Jeremy Collins, Edouard Semaan, James Carr, Shyam Prabhakaran, LeRoy Stromberg, Michael Markl

Abstract

Objectives

To test the hypothesis that variants in cerebrovascular anatomy will affect the number of patients demonstrating a plausible retrograde embolization mechanism from plaques in the descending aorta (DAo).

Methods

Thirty-five patients (aged 63 ± 17 years) with cryptogenic stroke underwent 4D flow MRI for the assessment of aortic 3D blood flow and MR angiography for the evaluation of circle of Willis, posterior circulation, and aortic arch architecture. In patients with proven DAo plaque, retrograde embolization was considered a potential mechanism if retrograde flow extended from the DAo to a supra-aortic vessel supplying the cerebral infarct territory.

Results

Retrograde embolization with matching cerebral infarct territory was detected in six (17%) patients. Circle of Willis and aortic arch variant anatomy was found in 60% of patients, leading to reclassification of retrograde embolization risk as present in three (9%) additional patients, for a total 26% of cryptogenic stroke patients.

Conclusion

4D flow MRI demonstrated 26% concordance with infarct location on imaging with retrograde diastolic flow into the feeding vessels of the affected cerebral area, identifying a potential etiology for cryptogenic stroke.
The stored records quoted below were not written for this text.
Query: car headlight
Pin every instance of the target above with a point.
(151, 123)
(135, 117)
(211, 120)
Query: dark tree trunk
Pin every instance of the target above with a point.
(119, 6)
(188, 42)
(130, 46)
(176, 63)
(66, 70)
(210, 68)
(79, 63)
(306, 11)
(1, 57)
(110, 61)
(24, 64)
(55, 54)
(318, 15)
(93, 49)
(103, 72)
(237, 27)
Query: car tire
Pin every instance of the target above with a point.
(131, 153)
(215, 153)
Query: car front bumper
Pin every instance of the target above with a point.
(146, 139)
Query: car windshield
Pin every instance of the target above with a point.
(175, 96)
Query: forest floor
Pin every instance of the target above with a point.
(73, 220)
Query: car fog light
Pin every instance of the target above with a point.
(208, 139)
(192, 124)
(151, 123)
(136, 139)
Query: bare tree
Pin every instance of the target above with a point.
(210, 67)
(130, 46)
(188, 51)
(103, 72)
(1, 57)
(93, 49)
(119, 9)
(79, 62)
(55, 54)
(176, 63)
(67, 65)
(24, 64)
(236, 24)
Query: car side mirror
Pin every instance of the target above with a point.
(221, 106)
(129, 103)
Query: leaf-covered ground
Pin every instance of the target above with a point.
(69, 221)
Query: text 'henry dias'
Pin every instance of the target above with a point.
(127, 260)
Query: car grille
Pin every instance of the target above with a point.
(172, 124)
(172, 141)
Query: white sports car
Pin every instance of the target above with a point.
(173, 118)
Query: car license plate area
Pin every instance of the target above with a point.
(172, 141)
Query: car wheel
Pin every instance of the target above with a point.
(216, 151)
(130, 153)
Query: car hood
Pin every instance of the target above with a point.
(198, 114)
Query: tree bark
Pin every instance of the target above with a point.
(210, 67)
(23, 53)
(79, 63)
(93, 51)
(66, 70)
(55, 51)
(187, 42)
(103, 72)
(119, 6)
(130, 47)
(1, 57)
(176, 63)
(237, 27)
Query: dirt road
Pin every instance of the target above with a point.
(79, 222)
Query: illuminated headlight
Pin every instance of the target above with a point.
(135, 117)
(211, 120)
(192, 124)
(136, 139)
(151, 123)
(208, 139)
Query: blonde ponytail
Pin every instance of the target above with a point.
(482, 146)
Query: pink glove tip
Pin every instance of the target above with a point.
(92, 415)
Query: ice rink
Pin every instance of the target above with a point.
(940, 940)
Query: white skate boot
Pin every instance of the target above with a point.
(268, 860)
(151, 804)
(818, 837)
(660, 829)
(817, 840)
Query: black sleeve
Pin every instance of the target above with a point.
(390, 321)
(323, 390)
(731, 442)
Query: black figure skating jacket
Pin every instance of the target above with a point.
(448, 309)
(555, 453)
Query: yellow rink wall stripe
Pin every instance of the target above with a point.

Our findings further demonstrate the importance of cerebrovascular anatomy when determining concordance of retrograde flow pathways with vascular stroke territory from DAo plaques.

Key points

Retrograde embolization from descending aortic plaques constitutes a plausible etiology in cryptogenic stroke.

Common variants of cerebrovascular anatomy are important in determining retrograde embolization mechanism.

Variant cerebrovascular anatomy can link retrograde flow pathways with vascular stroke territory.